The new battery has dimensions of 0.1 mm in length and 0.002 mm in thickness, or about the same as a human hair. It is designed to oxidize zinc by absorbing oxygen from the air and producing a current with a potential of up to 1 volt. The researchers demonstrated that this is sufficient to power a tiny circuit, sensor, or actuator.
We think this is going to be very enabling for robotics. We are building robotic functions onto the battery and starting to put these components together into devices.
Michael Strano, Study Senior Author and Carbon P. Dubbs Professor, School of Chemical Engineering, Massachusetts Institute of Technology
The study’s lead authors are Ge Zhang PhD ’22 and MIT Graduate Student Sungyun Yang.
Powered by Batteries
Strano's lab has spent several years developing tiny robots that can detect and respond to events in their surroundings. One of the most difficult issues in constructing such small robots is ensuring enough power.
Other researchers have demonstrated that solar power can be used to power microscale electronics, but this strategy has the problem of requiring the robots always to have a laser or similar light source aimed at them. These gadgets are referred to as “marionettes” since they are powered by an external source. Placing a power source, such as a battery, within these small gadgets would allow them to go considerably further.
Strano added, “The marionette systems do not really need a battery because they are getting all the energy they need from outside, but if you want a small robot to be able to get into spaces that you could not access otherwise, it needs to have a greater level of autonomy. A battery is essential for something that’s not going to be tethered to the outside world.”
Strano's lab employed a zinc-air battery to build robots that might grow more independent. These batteries are frequently used in hearing aids because of their high energy density, which gives them a longer lifespan than many other battery types.
Their battery consists of a platinum and zinc electrode embedded in a strip of SU-8 polymer, often used in microelectronics. When these electrodes come into contact with oxygen molecules in the air, zinc oxidizes and releases electrons, which then go to the platinum electrode and produce a current.

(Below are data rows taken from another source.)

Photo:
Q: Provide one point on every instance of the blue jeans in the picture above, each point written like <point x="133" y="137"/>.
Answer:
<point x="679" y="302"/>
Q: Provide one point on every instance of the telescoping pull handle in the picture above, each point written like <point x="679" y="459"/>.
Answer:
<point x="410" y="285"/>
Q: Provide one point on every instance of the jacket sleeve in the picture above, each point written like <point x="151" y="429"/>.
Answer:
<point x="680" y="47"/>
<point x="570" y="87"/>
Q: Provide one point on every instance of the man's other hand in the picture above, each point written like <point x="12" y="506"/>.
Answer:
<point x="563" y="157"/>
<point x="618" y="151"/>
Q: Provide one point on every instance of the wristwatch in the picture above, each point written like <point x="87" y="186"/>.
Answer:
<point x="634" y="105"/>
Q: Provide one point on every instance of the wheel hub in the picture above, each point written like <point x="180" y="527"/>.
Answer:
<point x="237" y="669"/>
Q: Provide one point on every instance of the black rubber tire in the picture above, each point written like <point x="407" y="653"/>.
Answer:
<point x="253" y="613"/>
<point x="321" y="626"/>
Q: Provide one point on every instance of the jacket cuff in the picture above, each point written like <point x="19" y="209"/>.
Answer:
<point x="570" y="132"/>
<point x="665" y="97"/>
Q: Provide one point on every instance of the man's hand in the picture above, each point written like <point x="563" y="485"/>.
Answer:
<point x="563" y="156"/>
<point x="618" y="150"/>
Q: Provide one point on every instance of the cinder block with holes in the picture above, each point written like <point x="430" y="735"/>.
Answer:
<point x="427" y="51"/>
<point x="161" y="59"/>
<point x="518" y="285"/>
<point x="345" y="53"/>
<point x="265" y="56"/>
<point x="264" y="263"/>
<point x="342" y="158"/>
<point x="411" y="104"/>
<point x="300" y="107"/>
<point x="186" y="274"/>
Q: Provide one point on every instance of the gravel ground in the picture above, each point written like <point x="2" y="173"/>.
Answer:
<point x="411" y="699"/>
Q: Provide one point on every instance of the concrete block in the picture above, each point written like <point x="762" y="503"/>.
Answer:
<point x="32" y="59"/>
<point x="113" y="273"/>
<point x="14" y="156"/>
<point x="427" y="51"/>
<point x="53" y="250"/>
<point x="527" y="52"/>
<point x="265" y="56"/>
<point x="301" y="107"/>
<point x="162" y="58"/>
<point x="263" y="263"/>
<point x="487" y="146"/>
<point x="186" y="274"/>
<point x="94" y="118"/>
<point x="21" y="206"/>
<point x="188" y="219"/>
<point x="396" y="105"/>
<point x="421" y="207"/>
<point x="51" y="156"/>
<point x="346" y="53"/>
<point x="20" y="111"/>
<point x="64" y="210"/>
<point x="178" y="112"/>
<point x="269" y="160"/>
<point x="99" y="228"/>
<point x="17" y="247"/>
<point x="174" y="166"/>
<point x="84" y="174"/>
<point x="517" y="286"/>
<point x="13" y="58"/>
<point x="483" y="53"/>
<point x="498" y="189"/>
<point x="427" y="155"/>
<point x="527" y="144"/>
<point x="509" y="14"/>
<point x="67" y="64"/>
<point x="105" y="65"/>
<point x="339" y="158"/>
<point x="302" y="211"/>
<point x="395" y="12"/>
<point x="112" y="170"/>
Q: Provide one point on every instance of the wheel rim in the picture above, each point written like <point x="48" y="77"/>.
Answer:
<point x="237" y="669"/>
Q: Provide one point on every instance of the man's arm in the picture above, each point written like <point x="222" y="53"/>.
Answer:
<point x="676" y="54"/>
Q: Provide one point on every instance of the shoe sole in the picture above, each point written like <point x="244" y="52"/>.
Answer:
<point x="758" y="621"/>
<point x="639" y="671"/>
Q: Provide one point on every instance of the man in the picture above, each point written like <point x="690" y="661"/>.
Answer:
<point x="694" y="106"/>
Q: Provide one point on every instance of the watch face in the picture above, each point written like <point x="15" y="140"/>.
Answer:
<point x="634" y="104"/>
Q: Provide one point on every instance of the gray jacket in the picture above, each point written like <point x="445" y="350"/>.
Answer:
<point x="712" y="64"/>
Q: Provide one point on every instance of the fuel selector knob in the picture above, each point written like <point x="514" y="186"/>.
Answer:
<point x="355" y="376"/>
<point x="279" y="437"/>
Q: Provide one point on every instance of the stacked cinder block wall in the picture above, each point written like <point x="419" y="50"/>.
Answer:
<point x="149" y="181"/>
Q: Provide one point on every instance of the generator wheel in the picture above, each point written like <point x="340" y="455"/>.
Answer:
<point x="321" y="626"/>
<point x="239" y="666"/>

In this study, the researchers demonstrated that this battery could deliver enough energy to power an actuator, namely a robotic arm that can be lifted and lowered. The battery might also power a memristor, which changes electrical resistance to retain memories of events, and a clock circuit, allowing robotic systems to keep track of time.
The battery also supplies enough power to power two separate types of sensors, each of which changes its electrical resistance when exposed to environmental substances. One sensor is made of atomically thin molybdenum disulfide, while the other comprises carbon nanotubes.
“We are making the basic building blocks to build up functions at the cellular level,” Strano added.
Robotic Swarms
In this study, the researchers connected their batteries to an external device via a cable; but, in future work, they intend to construct robots where the battery is integrated into a device.
Strano stated, “This is going to form the core of a lot of our robotic efforts. You can build a robot around an energy source, sort of like you can build an electric car around the battery.”
One of these efforts is to develop small robots that can be inserted into the human body and seek out a particular place before releasing a drug like insulin. The researchers imagine that the devices used in the human body would be composed of biocompatible materials that would break down when no longer needed.
The researchers are also raising the battery’s voltage, which might enable additional applications.
The US Army Research Office, the US Department of Energy, the National Science Foundation, and a MathWorks Engineering Fellowship funded the research.
Journal Reference:
Zhang, G., et al. (2024) High energy density picoliter-scale zinc-air micro batteries for colloidal robotics. Science Robotics. doi.org/10.1126/scirobotics.ade4642.